You can reference secrets anywhere in your bot code — in service files, route handlers, or utility functions.

```javascript theme={null}
// Example: initialise the OpenAI client using a stored secret
const OpenAI = require("openai");

const openai = new OpenAI({
  apiKey: process.env.OPENAI_API_KEY,
});
```

```javascript theme={null}
// Example: authenticate a third-party API call
const response = await fetch("https://api.example-crm.com/contacts", {
  headers: {
    Authorization: `Bearer ${process.env.CRM_API_TOKEN}`,
  },
});
```

## Managing secrets

<Tabs>
  <Tab title="List secrets">
    To see all secret keys stored for your project (not their values), navigate to **Settings → Secrets** in your project dashboard. The list shows key names and the date each secret was last updated.
  </Tab>

  <Tab title="Update a secret">
    To update the value of an existing secret, navigate to **Settings → Secrets**, find the key you want to update, and enter the new value. Saving overwrites the previous value immediately.
  </Tab>

  <Tab title="Delete a secret">
    To delete a secret, navigate to **Settings → Secrets**, find the key, and click **Delete**. Once deleted, any bot code that references `process.env.KEY_NAME` will receive `undefined` until you add the key back.
  </Tab>
</Tabs>

<Warning>
  Deleting a secret that your bot code depends on will cause runtime errors. Make sure to update or remove the references in your bot code before deleting a secret.
</Warning>

## Common use cases

<AccordionGroup>
  <Accordion title="OpenAI API key">
    If your bot uses the AI template, it requires an OpenAI API key for generating responses and transcribing voice notes.

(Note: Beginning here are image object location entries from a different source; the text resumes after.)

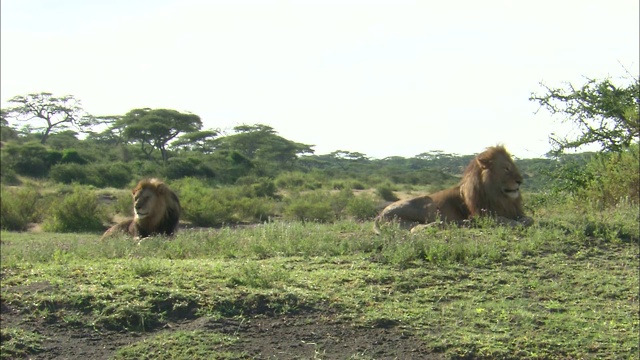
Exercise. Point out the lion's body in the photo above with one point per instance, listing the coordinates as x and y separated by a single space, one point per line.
156 208
490 186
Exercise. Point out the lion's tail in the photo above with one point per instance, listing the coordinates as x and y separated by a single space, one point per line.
376 225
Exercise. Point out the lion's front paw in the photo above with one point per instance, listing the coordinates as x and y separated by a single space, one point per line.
525 221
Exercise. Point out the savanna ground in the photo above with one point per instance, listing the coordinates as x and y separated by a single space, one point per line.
565 288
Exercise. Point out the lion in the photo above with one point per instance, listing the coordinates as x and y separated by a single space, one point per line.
156 211
490 186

    Add a secret with key `OPENAI_API_KEY` and your OpenAI key as the value. The template reads it automatically via `process.env.OPENAI_API_KEY`.
  </Accordion>

  <Accordion title="CRM API credentials">
    If your bot looks up or creates contacts in a CRM (HubSpot, Zoho, Salesforce, etc.), store the API key or OAuth token as a secret.

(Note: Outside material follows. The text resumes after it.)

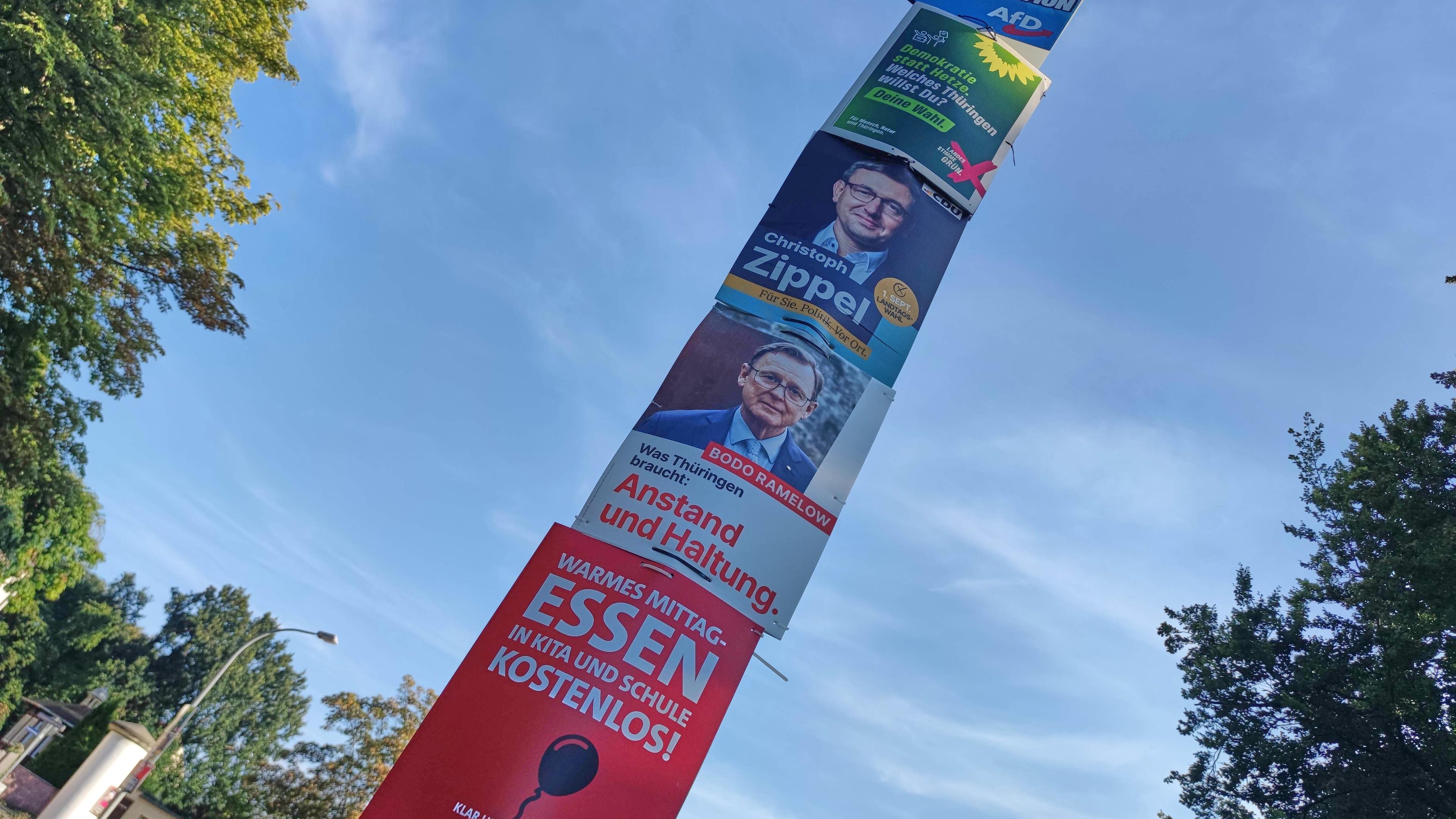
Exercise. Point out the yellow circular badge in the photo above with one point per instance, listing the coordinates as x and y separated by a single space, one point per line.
897 302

    For example, add `HUBSPOT_API_KEY` and reference it in your integration service:

    ```javascript theme={null}
    const hubspot = require("@hubspot/api-client");
    const client = new hubspot.Client({ accessToken: process.env.HUBSPOT_API_KEY });
    ```
  </Accordion>

  <Accordion title="Third-party service credentials">
    Any external service your bot calls — payment processors, SMS gateways, scheduling APIs, email services — should have their credentials stored as secrets rather than hardcoded in your bot code.

    Common examples:

    * `STRIPE_SECRET_KEY` for payment processing
    * `SENDGRID_API_KEY` for email sending
    * `GOOGLE_MAPS_API_KEY` for location lookups
  </Accordion>

  <Accordion title="Webhook verification tokens">
    If your bot calls an external service that sends webhooks back to you, store the shared secret or verification token used to validate incoming requests.

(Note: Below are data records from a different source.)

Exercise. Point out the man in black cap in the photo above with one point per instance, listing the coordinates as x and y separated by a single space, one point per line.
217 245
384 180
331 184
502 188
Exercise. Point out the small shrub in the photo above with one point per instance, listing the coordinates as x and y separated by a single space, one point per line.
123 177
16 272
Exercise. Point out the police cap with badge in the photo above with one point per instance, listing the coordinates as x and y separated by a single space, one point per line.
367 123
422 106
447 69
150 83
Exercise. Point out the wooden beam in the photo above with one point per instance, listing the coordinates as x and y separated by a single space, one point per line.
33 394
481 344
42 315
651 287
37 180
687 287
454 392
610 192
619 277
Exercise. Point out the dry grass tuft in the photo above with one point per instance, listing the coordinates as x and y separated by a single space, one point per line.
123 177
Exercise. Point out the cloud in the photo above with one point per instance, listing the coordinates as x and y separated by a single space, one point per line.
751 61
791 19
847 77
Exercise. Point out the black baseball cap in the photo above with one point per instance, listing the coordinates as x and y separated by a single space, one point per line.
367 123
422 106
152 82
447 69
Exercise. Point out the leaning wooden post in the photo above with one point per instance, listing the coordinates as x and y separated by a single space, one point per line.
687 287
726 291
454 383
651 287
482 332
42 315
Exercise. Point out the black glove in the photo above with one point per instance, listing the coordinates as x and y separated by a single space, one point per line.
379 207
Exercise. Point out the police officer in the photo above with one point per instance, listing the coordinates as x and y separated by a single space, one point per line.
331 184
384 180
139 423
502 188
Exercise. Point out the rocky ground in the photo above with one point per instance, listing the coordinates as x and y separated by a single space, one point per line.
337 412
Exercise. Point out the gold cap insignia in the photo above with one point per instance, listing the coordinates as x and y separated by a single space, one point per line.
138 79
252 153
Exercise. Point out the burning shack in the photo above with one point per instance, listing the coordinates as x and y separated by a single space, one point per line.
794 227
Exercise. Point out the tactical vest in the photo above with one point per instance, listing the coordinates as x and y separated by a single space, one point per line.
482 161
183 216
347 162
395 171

    ```javascript theme={null}
    const incomingSignature = req.headers["x-webhook-signature"];
    const expectedSignature = crypto
      .createHmac("sha256", process.env.WEBHOOK_SECRET)
      .update(req.rawBody)
      .digest("hex");

    if (incomingSignature !== expectedSignature) {
      return res.sendStatus(401);
    }
    ```
  </Accordion>
</AccordionGroup>

## Security notes

* **Do not hardcode sensitive values** in your bot code files. Anyone with access to your project can read the code; secrets in `process.env` are not exposed in the code editor.
* **Rotate secrets regularly** for high-sensitivity credentials. Update the value in **Settings → Secrets** and your bot picks up the new value on the next execution.
* **Secrets are not available in flow JSON** files. Flows run on Meta's infrastructure, not Paige's runtime. If a flow needs a dynamic value, pass it as a flow action payload from your bot code instead.